The pricing of the cocoa commodity is a major constraint in the country, especially for farmers who, out of ignorance, are cheated by some unscrupulous agents, according to GROW-Liberia Team leader, Yoquai Lavala.
“Maybe some have been getting their fair share, but some have not been,” he says. “It has not been a fair process for everyone.”
The price of cocoa is supposed to be passed down to traders who are duly registered with the arm of the government that has oversight responsibility, but this seems not to be the case.
“I can tell you from all indications that farmers have not been having their fair share of the produce,” he said.
It is against this backdrop that GROW is collaborating with Liberia Agricultural Commodities Regulatory Authority (LACRA), formerly the Liberia Produce and Marketing Company (LPMC), which manages the sector, to ensure that cocoa farmers get their just returns on their produce.
Lavala spoke when he and his team, which also included the Result Management Director Ritesh Prasad and the Intervention Assistant Joseph B. Johnson, made a donation of a computer set and its accompanying subscription to LACRA.
GROW, under the arrangement, is responsible for the provision of technical support to LACRA to help develop a sustainable market price information system to disseminate market price information to cocoa farmers at the point of sale.

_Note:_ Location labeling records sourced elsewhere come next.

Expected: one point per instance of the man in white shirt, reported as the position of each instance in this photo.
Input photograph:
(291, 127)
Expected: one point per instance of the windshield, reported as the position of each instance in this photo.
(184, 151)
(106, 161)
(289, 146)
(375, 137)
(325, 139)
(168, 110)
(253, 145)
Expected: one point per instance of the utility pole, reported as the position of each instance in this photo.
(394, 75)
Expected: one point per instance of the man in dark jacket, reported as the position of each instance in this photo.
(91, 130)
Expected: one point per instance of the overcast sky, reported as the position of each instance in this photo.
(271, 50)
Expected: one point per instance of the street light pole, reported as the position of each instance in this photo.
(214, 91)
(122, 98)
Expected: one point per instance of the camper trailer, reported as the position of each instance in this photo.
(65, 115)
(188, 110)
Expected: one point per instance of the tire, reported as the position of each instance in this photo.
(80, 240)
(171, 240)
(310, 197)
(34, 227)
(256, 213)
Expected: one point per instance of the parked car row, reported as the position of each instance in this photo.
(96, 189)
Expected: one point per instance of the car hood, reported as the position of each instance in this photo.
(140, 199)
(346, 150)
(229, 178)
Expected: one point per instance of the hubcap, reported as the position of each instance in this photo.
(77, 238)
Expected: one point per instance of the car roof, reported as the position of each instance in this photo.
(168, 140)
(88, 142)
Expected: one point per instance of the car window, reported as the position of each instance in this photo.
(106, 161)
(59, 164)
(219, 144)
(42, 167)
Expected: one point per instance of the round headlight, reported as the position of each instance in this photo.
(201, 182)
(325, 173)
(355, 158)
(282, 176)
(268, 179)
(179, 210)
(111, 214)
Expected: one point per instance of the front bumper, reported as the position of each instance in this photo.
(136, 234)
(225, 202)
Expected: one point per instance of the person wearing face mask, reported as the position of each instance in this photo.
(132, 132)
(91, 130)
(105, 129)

GROW is also facilitating and funding for seven months, the dissemination of cocoa prices on eight rural and national radio stations in Bong, Lofa, Montserrado and Nimba counties.
“So what we want to do is to make sure that everybody along the value chain understands the pricing, including the guy who is willing to pay for it, the one who is doing the aggregation of the trading, and the one who is producing it,” he said.
In this way, Lavala added, there will be some level of fairness in the pricing process. “This is why we are going into the villages and the community radio stations. We will even start to put billboards up that even people who are not into the sector will have an understanding of the pricing,” the GROW team leader said.
He said it is how the rubber sector in the country is structured. “You cannot tell any rubber farmer that he does not know the price. This is the same thing we want to do in the cocoa sector,” he said.
GROW, through its partner African Venture Limited (AVL), currently works with 3,000 UTZ certified cocoa farmers in several communities in Nimba.
UTZ is the world’s largest cocoa certification program working together with key industry members such as Mars, Nestle and Heinz to create an efficient sustainable program.
These are the people that have been certified to sell cocoa, Lavala said and indicated that there are additional three or four thousand farmers that “we have started working with but have not certified. We already have a partnership with another cooperative that is located in Massa-Bolahun, Lofa County.
“Understanding the level of work we have done in Nimba, we now want to test this in Lofa. Once we see that both are working then with the requisite government institutions we will make this a nationwide initiative,” he said.
Lavala noted there are indications that cocoa will make a big boost in the agriculture sector in the near future, adding that Liberia could have competitive advantage in this sector. “The fact that we have deciduous forest, and our climatic condition adjusts well with perennial crops makes cocoa one of the best crops for us. At the same time it is a forested crop. If you manage it well, most of our natural forest here can be preserved. So it works well for Liberia,” he stated.
The GROW donation was received by LACRA’s Deputy Managing Director for Administration, Andrew Allakamenin, who lauded GROW for intervening in such a critical area.
“We have been thinking about this for some time now and your intervention is timely,” Allakamenin said, also calling on the entity to help construct warehouses to address the challenges of storage.
He acknowledged that although the Internet and radio stations are vital media to convey information to the local farmers, Grow-Liberia should also think about erecting billboards in the community to post the prices of cocoa and other vital information within the sector.
“I want to thank you for the donation. We look forward with more networking when the new government takes over.
“Our indicative price helps the farmers to bargain. To some extent farmers need financial help, support, fermentation process. When LACRA comes into place, the sector will boom,” the LPMC Deputy Managing Director noted.
Meanwhile, Grow-Liberia has renovated a warehouse in Karnplay and built one in Buutuo that is able to take in 800 tons of cocoa; and in addition provided 25 dryers to farmers with each holding up to 400 kilograms of cocoa.
“We conducted a market survey analysis within the cocoa sector and we found out that warehousing was a major problem,” Mr. Joseph Johnson, another official, said. “There is nowhere to stack the cocoa; so as a result it is exposed to the heat and too much air and the moisture content gets so high. At that level, you cannot sell the cocoa at the price you want to.”